Information

Pesticide Usage in Scotland: Local Authority Integrated Weed Control Survey - 2019

This publication presents information from a survey of weed control strategies used by Local Authorities in Scotland during 2019

This document is part of a collection


Executive summary

This report presents the results of a voluntary survey of weed control measures used by Scottish local authorities (LAs) in 2019. Of the 32 LAs contacted, herbicide use data were received from 27 and details of integrated weed management practices from 28. These LAs collectively represent 89 per cent of Scotland's land area and 92 per cent of the population and, as such, provide a robust overview of Scottish LA integrated weed management practices.

All responding LAs employed integrated control methods, adopting a combination of herbicide and non-chemical weed control strategies. The most commonly used non-chemical methods employed were mechanical control (cutting, strimming, flailing and mowing as well as weed brushing and ripping), hand weeding and supressing weed growth with mulches. Almost all respondents (96 per cent) also adopted weed prevention methods to reduce the need for control, including using mulches (93 per cent), replacing annual flower beds with perennial beds to reduce inputs (79 per cent), mapping and targeting areas where most control is needed (36 per cent) and resurfacing areas to reduce the need for control (32 per cent).

A range of reasons for using non-chemical approaches were reported, with the main drivers being concern about environmental impacts and a desire to reduce operator and public exposure to herbicides. Where herbicides were applied, all respondents stated that they took steps to reduce their use, primarily by evaluating whether there were alternative non-chemical control measures and by minimising and targeting herbicide use. The main reasons stated for choosing to use herbicides over alternative controls were for control of invasive weeds, maintenance of acceptable visual appearance and protection of infrastructure. Where herbicides were used, they were reported to be more effective over a longer period, with a lower associated cost, than alternatives. Some LAs also reported that there was limited availability of alternative control methods.

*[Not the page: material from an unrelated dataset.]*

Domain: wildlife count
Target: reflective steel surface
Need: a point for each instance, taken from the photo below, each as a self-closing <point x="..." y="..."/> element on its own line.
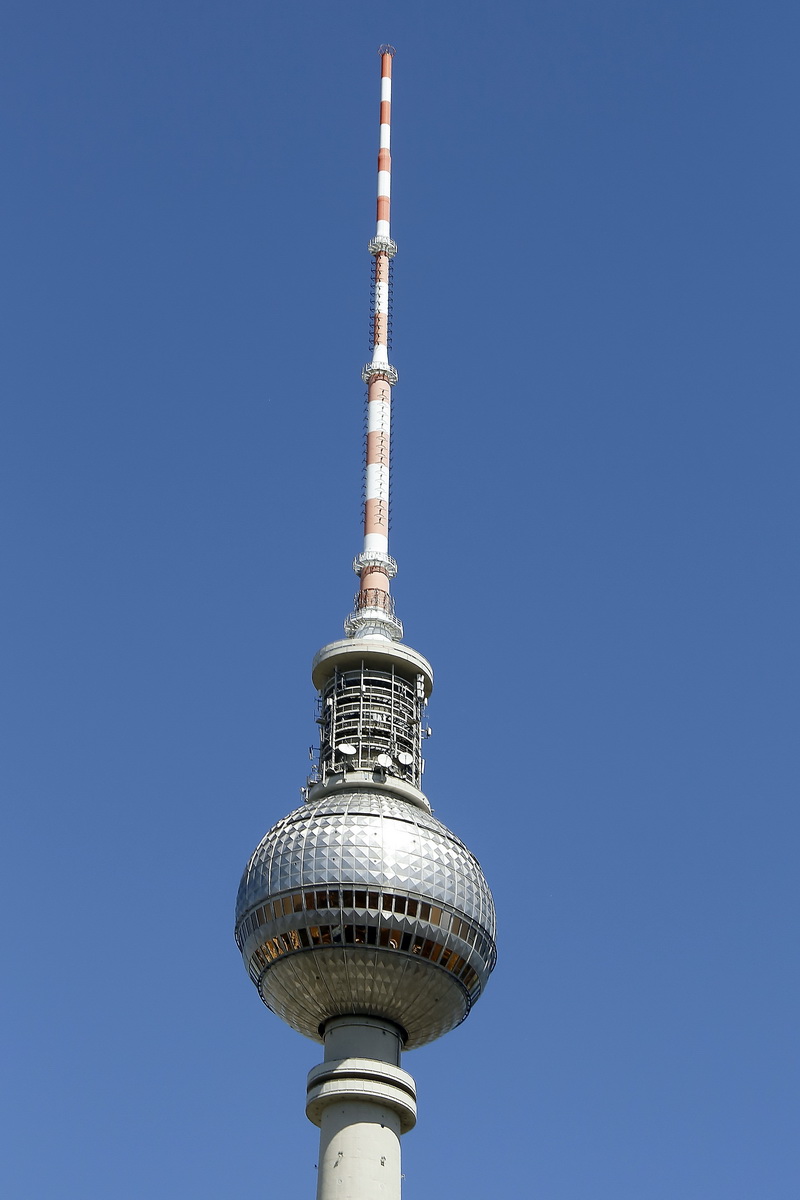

The surveyed LAs collectively applied 15.2 tonnes of herbicide active substance in 2019. Twelve active substances were used in total and, in common with other amenity use settings, glyphosate is the most widely approved and used herbicide (99 per cent by weight). Three LAs stated that they had prohibited or restricted the use of glyphosate on some surfaces in 2019/20 (during or after the survey data collection period). One further LA stated that they were currently reviewing their future use of glyphosate.

Where specified, most herbicide applications were by knapsack sprayer (58 per cent), vehicle mounted boom sprayer (18 per cent) and vehicle mounted lance sprayer (15 per cent). Where specified, 55 per cent of herbicide applications were to hard surfaces, 17 per cent to soft surfaces and 28 per cent to a combination of both.

Twenty four respondents (86%) stated that they planned to continue to reduce the amount of herbicide applied in the future and several stated they were currently exploring alternative methods of control.